On Tuesday, the 20th of August 2019, banking regulators of United States had handed over one of the biggest victories for Wall St. lenders, while a torn-apart Volcker rule eased trading norms for Wall St. investment banks, but drew criticism from several consumer activists including a US Democrat lawmaker who had been cautioning investors on potential risks involved in latest reform.
As beforementioned, after several hours of tentative talks, the Federal Deposit Insurance Corporation alongside the Office of the Controller of Currency had approved a much-reformed version of a so-called “Volcker Rule,” which believed to have cushioned US economy during the era of great financial depression between 2007-2009.
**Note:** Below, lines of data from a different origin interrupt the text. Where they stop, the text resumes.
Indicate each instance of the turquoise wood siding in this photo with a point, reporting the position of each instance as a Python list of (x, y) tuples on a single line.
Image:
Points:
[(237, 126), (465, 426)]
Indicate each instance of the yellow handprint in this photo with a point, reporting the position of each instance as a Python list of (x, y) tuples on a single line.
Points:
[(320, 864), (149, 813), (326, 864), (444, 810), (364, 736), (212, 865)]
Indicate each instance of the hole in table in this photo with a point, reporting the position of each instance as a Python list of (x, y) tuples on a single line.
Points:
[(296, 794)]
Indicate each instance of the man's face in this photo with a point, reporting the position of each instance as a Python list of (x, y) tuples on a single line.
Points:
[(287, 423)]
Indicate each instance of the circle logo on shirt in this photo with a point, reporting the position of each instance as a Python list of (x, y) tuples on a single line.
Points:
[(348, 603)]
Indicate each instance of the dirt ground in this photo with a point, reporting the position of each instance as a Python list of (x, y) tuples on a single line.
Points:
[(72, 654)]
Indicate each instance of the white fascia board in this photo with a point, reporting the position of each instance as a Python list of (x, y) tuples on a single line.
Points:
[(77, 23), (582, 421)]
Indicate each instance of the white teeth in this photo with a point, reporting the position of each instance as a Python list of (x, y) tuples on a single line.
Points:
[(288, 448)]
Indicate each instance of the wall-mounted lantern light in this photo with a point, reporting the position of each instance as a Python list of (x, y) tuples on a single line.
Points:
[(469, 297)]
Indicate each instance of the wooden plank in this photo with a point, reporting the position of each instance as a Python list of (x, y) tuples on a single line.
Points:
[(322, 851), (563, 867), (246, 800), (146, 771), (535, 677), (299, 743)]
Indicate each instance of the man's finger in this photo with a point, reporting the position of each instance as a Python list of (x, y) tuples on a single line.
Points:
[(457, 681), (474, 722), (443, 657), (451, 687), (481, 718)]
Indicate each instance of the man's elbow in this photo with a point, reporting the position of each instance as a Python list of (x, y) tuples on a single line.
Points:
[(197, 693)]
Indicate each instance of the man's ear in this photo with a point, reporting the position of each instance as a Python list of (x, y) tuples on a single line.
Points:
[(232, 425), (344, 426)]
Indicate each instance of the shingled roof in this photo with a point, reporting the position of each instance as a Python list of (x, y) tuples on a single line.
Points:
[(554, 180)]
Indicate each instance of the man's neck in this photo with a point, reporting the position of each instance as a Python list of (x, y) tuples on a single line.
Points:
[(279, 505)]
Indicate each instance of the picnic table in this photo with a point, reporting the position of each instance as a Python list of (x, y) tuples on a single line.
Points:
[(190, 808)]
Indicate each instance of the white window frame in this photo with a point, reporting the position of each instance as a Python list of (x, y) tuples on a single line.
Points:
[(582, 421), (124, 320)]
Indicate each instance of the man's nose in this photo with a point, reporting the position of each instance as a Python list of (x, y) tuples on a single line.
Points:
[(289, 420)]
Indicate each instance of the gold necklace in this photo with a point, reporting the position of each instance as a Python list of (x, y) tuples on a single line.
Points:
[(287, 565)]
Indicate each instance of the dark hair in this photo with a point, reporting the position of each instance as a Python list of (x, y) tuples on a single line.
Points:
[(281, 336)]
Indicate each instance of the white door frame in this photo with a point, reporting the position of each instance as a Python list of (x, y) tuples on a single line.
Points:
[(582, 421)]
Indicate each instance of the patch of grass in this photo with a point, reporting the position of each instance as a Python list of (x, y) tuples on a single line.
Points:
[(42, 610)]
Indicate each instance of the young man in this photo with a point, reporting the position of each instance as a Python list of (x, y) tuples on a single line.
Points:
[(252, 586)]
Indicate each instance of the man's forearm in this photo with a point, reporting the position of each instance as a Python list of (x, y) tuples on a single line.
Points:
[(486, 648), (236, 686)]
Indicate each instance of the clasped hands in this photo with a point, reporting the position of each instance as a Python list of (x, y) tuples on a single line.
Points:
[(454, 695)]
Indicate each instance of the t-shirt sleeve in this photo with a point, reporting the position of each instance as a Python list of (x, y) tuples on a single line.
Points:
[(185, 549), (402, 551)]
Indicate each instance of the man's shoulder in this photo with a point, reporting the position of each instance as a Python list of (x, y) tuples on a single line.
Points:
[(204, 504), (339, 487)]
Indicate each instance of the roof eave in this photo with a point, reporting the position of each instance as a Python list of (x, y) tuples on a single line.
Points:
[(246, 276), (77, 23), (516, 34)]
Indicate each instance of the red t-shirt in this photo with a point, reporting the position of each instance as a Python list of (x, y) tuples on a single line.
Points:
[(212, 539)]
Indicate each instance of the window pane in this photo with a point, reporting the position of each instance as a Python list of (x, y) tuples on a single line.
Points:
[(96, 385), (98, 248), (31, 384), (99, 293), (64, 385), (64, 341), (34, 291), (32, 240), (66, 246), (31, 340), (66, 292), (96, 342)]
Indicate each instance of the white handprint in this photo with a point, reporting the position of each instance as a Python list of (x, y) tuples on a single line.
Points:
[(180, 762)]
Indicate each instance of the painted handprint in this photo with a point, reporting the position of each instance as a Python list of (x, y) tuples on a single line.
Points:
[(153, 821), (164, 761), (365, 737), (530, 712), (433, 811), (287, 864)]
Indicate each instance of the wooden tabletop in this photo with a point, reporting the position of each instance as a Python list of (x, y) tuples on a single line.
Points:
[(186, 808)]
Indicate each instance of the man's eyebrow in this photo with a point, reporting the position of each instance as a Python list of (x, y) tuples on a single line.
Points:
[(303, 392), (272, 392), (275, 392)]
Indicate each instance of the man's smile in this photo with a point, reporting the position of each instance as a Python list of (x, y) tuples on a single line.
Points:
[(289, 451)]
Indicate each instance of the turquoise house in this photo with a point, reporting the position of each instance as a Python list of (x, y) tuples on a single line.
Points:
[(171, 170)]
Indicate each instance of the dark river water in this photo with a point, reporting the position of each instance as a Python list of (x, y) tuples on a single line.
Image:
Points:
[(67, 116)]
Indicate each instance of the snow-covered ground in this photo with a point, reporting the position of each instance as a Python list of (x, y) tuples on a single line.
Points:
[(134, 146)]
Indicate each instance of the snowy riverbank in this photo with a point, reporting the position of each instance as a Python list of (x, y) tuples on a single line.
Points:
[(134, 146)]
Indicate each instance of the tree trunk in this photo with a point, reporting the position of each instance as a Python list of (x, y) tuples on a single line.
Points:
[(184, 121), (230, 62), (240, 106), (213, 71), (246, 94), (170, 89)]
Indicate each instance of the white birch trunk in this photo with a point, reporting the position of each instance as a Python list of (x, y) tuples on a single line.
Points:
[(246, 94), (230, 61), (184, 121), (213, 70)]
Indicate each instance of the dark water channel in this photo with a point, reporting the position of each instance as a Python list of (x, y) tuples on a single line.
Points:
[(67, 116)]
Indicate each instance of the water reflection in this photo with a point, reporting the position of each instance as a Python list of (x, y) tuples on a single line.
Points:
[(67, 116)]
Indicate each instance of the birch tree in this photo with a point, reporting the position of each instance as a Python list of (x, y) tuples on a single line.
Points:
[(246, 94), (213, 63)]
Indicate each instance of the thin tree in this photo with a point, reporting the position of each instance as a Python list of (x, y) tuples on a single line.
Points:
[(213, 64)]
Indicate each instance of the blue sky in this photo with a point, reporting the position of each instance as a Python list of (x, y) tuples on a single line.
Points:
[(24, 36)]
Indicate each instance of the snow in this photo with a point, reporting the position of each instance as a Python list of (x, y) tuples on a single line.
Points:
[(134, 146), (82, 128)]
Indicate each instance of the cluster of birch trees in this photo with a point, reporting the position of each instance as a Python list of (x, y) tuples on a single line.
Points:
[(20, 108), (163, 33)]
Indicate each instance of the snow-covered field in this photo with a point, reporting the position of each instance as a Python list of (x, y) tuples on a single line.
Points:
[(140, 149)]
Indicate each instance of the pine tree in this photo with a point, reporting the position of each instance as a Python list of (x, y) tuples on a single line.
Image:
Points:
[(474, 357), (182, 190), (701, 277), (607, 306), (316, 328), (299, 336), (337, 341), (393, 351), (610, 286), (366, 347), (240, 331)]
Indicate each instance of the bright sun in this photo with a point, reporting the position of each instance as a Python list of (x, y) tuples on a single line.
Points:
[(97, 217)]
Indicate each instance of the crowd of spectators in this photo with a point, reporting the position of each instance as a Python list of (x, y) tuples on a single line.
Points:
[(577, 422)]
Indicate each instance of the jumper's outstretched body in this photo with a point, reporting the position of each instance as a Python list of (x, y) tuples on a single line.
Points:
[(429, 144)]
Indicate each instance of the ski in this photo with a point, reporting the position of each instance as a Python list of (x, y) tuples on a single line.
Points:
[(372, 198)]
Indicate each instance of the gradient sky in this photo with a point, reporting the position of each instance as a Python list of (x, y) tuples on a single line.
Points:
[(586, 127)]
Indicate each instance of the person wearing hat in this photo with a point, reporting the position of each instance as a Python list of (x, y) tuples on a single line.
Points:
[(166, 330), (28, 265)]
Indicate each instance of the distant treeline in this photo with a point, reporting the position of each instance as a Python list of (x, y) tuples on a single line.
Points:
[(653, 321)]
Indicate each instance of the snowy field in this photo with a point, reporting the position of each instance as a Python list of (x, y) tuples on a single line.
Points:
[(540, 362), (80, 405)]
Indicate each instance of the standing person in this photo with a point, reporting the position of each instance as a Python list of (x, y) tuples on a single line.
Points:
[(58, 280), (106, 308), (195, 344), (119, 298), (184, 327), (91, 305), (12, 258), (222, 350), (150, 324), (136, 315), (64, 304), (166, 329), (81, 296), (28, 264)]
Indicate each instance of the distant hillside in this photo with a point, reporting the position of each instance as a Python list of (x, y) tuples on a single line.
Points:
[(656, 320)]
In financial terms, the original Volcker Rule, proposed by former Fed Chair Paul Volcker was aimed to restrict Wall St. banks from making investments over market speculation that could not benefit customers directly. Nonetheless, the potential changes in “Volcker rule”, first proposed back in May 2019, involved years of lobbying efforts by larger Wall St.
lenders likes of Goldman Sacks Group Inc., Morgan Stanley and JPMorgan Chase & Co., all of which had long been complained that the legislation was too vague and complicated. On top of that, Tuesday’s (August 20th) new rule, which came as a blessing for Wall St.
investment banks, would proffer Wall St. lenders a breather in terms of trading activity. On the flipside, following release of Tuesday’s (August 20th) verdict, several analysts were quoted saying that recent rules had been substantially different from an earlier proposal and might even become vulnerable to legal challenges.